Prabowo Resmikan Revitalisasi Stasiun Tawang, Heritage Jateng Kini Lebih Modern dan Tangguh

Jumat, 31 Juli 2026 | 08.44
puskapik

Presiden Prabowo meresmikan revitalisasi Stasiun Semarang Tawang. Ikon heritage Jawa Tengah kini tampil lebih modern, nyaman, sekaligus lebih tangguh menghadapi banjir rob.

SEMARANG, puskapik.com - Presiden RI Prabowo Subianto meresmikan revitalisasi Stasiun Semarang Tawang, Kamis (30/7/2026), sebagai tonggak pelestarian warisan sejarah sekaligus penguatan layanan transportasi publik.

Gubernur Jawa Tengah, Ahmad Luthfi, yang mendampingi Presiden menegaskan, pemugaran stasiun bersejarah tersebut bukan sekadar mempercantik bangunan, tetapi memastikan ikon kebanggaan Jawa Tengah tetap lestari, modern, dan lebih tangguh menghadapi banjir rob.

Baca Juga: Karang Taruna dan Warga Cempaka Tegal Gotong Royong Revitalisasi Lapangan Sepak Bola

Peresmian ditandai dengan penekanan tombol sirene oleh Presiden Prabowo bersama Gubernur Jawa Tengah Ahmad Luthfi, Menteri Perhubungan Dudy Purwagandhi, Menteri Kebudayaan Fadli Zon, dan Direktur Utama PT Kereta Api Indonesia (KAI) Bobby Rasyidin.

Usai peresmian, Ahmad Luthfi mengatakan, Stasiun Semarang Tawang memiliki nilai strategis yang melampaui fungsi sebagai simpul transportasi.

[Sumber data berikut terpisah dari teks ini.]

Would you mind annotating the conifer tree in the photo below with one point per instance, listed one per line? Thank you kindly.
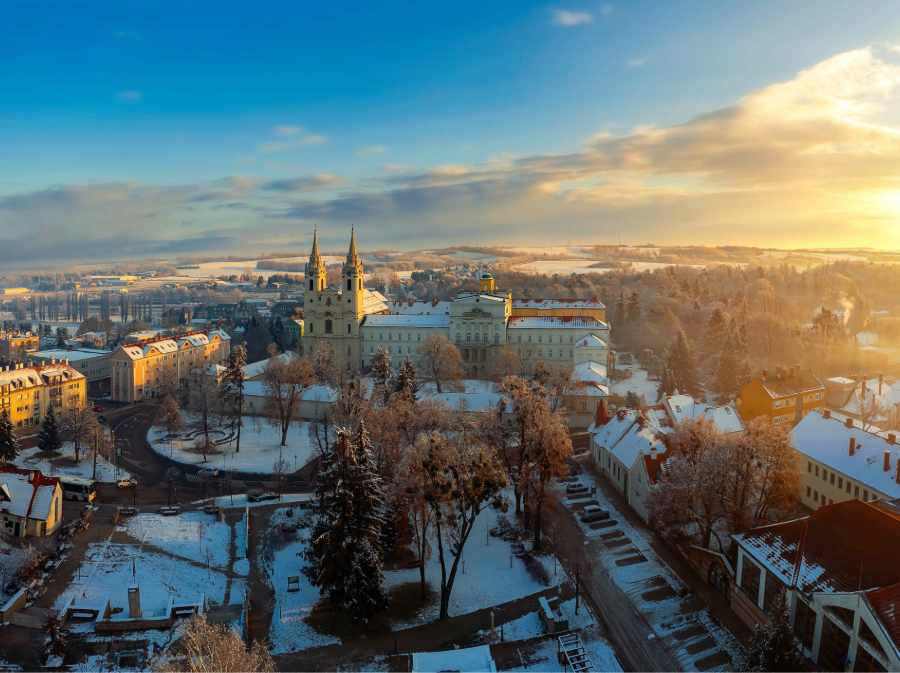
(772, 647)
(344, 553)
(50, 437)
(9, 444)
(682, 362)
(406, 384)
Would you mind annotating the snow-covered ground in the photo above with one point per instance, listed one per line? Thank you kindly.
(165, 556)
(624, 553)
(260, 447)
(62, 464)
(636, 383)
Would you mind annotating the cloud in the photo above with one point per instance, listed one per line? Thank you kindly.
(288, 130)
(812, 160)
(567, 18)
(129, 96)
(371, 149)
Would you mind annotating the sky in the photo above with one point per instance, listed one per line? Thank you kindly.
(149, 128)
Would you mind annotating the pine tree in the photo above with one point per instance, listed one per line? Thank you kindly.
(233, 391)
(382, 373)
(772, 647)
(345, 553)
(9, 445)
(714, 335)
(666, 383)
(406, 385)
(49, 438)
(682, 362)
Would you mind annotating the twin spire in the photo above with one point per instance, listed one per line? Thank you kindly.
(352, 256)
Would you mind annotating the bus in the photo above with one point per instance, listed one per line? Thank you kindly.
(76, 488)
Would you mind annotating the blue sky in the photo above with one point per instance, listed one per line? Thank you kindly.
(213, 127)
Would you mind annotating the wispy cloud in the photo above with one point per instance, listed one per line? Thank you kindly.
(129, 96)
(567, 18)
(371, 149)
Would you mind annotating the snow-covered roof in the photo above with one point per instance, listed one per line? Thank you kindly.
(549, 304)
(30, 492)
(440, 321)
(556, 322)
(826, 550)
(827, 440)
(681, 407)
(590, 341)
(470, 659)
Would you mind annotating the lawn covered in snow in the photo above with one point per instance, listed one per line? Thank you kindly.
(62, 463)
(260, 447)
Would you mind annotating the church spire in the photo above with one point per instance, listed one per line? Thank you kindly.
(352, 256)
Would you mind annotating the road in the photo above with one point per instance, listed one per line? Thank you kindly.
(635, 644)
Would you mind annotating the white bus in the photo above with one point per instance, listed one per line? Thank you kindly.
(76, 488)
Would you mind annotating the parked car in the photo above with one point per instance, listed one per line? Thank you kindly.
(594, 513)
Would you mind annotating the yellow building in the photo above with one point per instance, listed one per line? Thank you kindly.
(28, 391)
(17, 346)
(786, 397)
(138, 370)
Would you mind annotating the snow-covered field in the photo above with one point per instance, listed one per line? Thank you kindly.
(167, 557)
(63, 464)
(260, 448)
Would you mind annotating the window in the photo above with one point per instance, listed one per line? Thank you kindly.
(804, 624)
(750, 576)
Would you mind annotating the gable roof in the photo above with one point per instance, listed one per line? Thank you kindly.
(837, 541)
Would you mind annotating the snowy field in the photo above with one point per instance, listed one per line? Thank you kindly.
(260, 448)
(624, 553)
(168, 556)
(62, 464)
(637, 383)
(565, 267)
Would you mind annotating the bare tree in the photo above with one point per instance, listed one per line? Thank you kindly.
(285, 383)
(440, 363)
(207, 648)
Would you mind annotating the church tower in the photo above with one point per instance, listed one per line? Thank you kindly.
(352, 282)
(315, 270)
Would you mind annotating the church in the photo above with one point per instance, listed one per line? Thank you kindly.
(356, 322)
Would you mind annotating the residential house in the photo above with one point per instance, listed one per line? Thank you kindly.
(842, 462)
(838, 568)
(30, 503)
(785, 397)
(139, 369)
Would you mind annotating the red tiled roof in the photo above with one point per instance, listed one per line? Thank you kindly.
(849, 546)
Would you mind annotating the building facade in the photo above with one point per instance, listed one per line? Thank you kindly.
(28, 391)
(786, 397)
(139, 370)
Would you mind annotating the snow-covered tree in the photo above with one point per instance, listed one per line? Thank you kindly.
(9, 444)
(50, 436)
(772, 646)
(344, 553)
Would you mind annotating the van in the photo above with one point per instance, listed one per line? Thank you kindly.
(594, 513)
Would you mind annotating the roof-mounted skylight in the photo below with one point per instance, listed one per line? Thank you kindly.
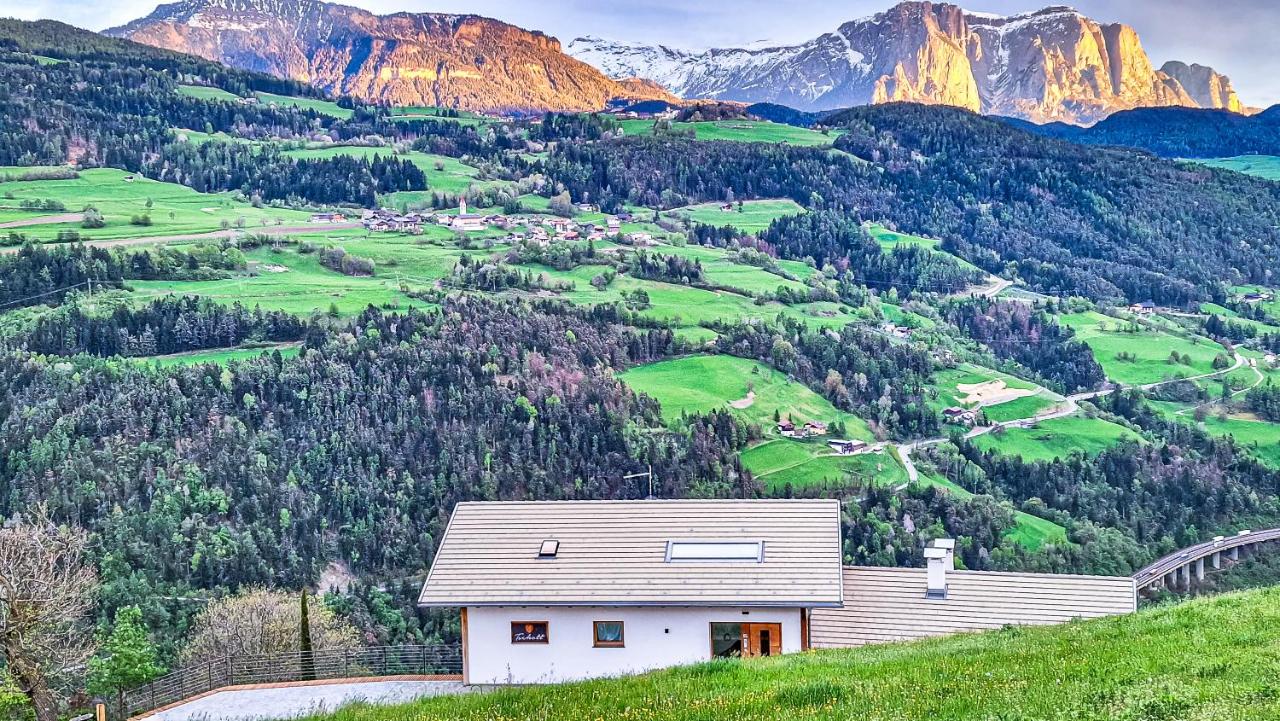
(716, 551)
(548, 550)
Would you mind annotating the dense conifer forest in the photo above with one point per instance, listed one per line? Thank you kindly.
(387, 397)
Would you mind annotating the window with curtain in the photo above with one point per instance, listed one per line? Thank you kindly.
(608, 634)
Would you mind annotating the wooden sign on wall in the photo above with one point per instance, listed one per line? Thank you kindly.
(529, 631)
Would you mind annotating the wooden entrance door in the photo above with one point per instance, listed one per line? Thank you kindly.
(762, 639)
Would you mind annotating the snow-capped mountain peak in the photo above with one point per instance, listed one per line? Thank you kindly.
(1047, 64)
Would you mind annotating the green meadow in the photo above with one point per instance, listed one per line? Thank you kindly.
(321, 106)
(205, 92)
(1261, 165)
(749, 217)
(698, 384)
(946, 384)
(1205, 660)
(1137, 355)
(1056, 438)
(176, 210)
(739, 131)
(424, 112)
(443, 173)
(890, 240)
(297, 283)
(785, 464)
(220, 356)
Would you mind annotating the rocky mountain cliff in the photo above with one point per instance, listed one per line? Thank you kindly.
(406, 59)
(1052, 64)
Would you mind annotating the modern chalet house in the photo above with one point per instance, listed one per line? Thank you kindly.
(562, 591)
(574, 589)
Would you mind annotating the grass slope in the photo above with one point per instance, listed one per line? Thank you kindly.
(753, 217)
(1110, 337)
(1261, 165)
(1206, 660)
(698, 384)
(176, 210)
(443, 174)
(1056, 438)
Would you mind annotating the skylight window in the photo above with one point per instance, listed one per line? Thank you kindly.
(716, 551)
(548, 550)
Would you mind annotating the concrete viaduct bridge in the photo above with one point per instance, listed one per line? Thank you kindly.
(1175, 571)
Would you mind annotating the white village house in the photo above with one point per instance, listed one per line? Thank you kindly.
(572, 589)
(562, 591)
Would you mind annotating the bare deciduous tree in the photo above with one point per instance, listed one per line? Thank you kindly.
(46, 592)
(259, 621)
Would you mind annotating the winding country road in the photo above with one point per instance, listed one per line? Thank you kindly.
(210, 236)
(1069, 406)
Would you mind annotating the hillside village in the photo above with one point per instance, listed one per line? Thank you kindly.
(311, 398)
(539, 229)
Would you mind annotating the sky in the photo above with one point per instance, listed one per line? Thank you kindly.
(1237, 37)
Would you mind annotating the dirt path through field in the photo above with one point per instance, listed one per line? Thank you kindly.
(44, 220)
(213, 236)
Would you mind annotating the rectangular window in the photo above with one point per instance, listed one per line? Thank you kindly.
(716, 551)
(529, 631)
(608, 634)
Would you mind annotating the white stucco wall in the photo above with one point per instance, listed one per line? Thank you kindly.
(656, 638)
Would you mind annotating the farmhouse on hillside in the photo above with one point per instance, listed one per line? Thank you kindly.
(467, 222)
(574, 589)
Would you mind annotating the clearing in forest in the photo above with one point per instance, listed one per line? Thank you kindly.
(740, 131)
(1056, 438)
(1138, 354)
(749, 215)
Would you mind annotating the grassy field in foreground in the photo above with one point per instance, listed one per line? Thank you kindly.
(1139, 356)
(740, 131)
(1207, 660)
(1261, 165)
(752, 217)
(1056, 438)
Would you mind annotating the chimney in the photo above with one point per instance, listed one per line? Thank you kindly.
(947, 544)
(937, 573)
(940, 557)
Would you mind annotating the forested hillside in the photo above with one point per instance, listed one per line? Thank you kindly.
(1176, 132)
(247, 341)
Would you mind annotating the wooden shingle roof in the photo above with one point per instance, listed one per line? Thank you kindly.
(888, 605)
(615, 553)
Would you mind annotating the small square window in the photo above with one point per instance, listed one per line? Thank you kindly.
(608, 634)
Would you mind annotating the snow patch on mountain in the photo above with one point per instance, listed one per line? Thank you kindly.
(1048, 64)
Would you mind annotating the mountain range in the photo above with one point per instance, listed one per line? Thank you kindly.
(1051, 64)
(403, 59)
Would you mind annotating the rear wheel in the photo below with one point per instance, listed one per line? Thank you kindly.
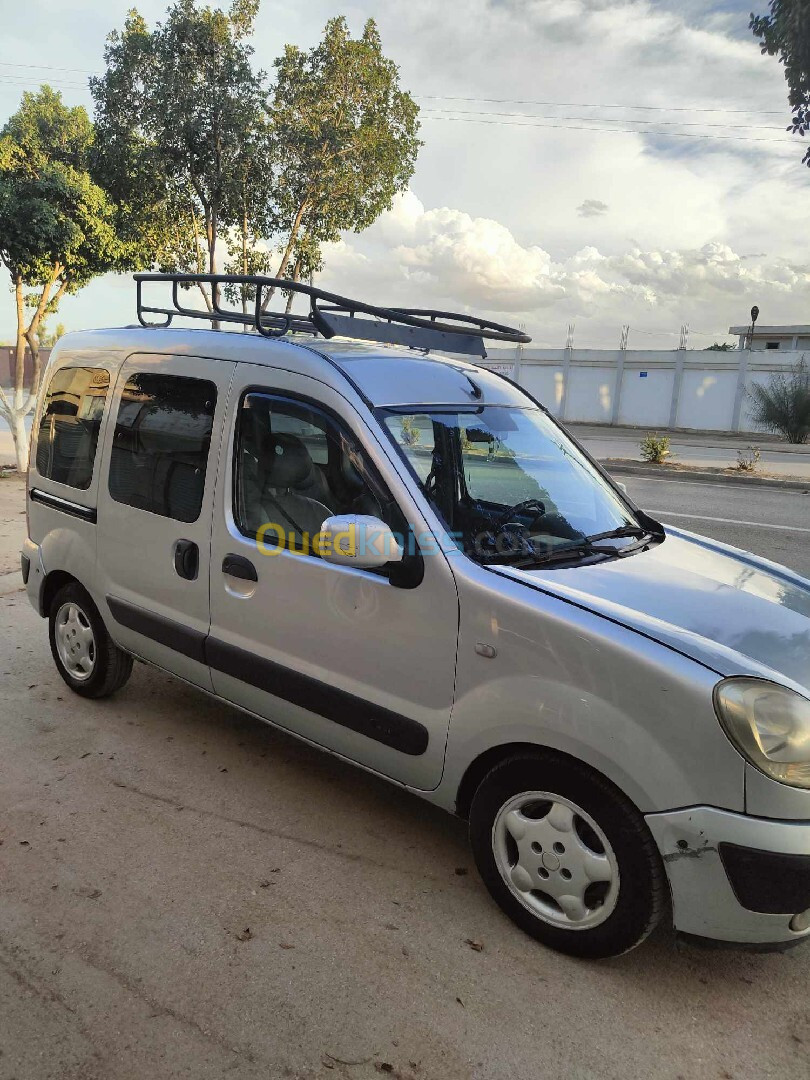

Bangunan tersebut merupakan warisan budaya yang menjadi bagian dari identitas Jawa Tengah.

Baca Juga: Kabupaten Batang Dapat Kuota Bedah Rumah 1.000 Unit dari Kementerian PKP

“Stasiun Tawang ini adalah heritage, di samping tempat transportasi kereta api. Karena itu harus kita jaga dan lestarikan,” kata Luthfi.

Presiden Prabowo menegaskan, revitalisasi stasiun-stasiun bersejarah merupakan bagian dari transformasi nasional yang mengedepankan kemajuan tanpa meninggalkan jejak sejarah bangsa.

“Ini juga bagian dari wisata sejarah, tapi yang paling penting, ini bagian kita sebagai sebuah bangsa untuk semua bidang kita lakukan transformasi. Indonesia harus indah, Indonesia harus asri,” ujar Presiden.

Prabowo juga memberikan apresiasi kepada PT KAI yang dinilai mampu menyelesaikan revitalisasi dengan tetap mempertahankan karakter asli bangunan. Menurutnya, pembangunan modern harus berjalan beriringan dengan pelestarian cagar budaya.

Revitalisasi tahap pertama Stasiun Semarang Tawang dilaksanakan selama 240 hari, mulai 5 Mei hingga 30 Desember 2025.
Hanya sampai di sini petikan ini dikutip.